Measure to Fund Highway Trust Defers Contributions to Pension Plans
Before adjourning for summer break Congress passed a bill to keep the Highway Trust Fund flowing to states through next May. President Obama signed the $10.8 billion measure which provides a large percentage of the money needed to sustain and expand our roads. The fund was set to run out of money at the end of August. Though the passage of the bill did prevent the loss of thousands of jobs, the funding of the bill will adversely affect some workers and their ability to accrue pension savings.
Recognizing that financial support for the Highway Trust Fund could not come only from current federal gas taxes, which are two decades old, Congress decided to allow companies to defer required contributions to certain defined benefit pension plans. Their reasoning was that letting corporations make smaller pension contributions now will subsequently lead to an increase in corporate profits and tax revenues from those profits which will theoretically cover the cost of the payment to the Highway Trust Fund.

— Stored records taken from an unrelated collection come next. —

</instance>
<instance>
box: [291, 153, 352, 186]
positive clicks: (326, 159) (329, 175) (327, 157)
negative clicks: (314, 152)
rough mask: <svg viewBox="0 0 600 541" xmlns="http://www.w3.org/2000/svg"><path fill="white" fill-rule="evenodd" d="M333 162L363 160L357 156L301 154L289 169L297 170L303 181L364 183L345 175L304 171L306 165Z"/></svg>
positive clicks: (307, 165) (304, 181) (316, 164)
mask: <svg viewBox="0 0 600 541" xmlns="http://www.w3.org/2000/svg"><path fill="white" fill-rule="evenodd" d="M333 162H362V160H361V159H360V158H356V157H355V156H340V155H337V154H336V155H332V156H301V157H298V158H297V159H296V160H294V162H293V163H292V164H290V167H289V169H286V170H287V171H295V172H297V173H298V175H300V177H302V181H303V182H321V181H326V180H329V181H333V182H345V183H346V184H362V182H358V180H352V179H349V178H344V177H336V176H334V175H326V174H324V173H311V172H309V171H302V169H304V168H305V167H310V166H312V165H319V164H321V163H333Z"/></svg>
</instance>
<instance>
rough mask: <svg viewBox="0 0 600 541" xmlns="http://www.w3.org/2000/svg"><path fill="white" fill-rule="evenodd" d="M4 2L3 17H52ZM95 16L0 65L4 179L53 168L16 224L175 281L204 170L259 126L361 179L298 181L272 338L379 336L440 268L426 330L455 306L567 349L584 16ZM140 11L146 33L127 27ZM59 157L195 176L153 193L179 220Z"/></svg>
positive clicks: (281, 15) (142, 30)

While Congress was trying to avoid negatively impacting workers, some critics claim Congress overlooked a bigger issue, that of encouraging companies to defer pension plan contributions, which could have an adverse effect on some employees. And since pension plan contributions will be deferred they will have to be made later — thus decreasing future corporate profits and tax revenue.
As President Obama pointed out when signing this measure, it is only temporary and not intended as a long-term solution. Congress should be expected to find ways to cover the costs of the Highway Trust Fund in the future without impacting worker’s pension plans.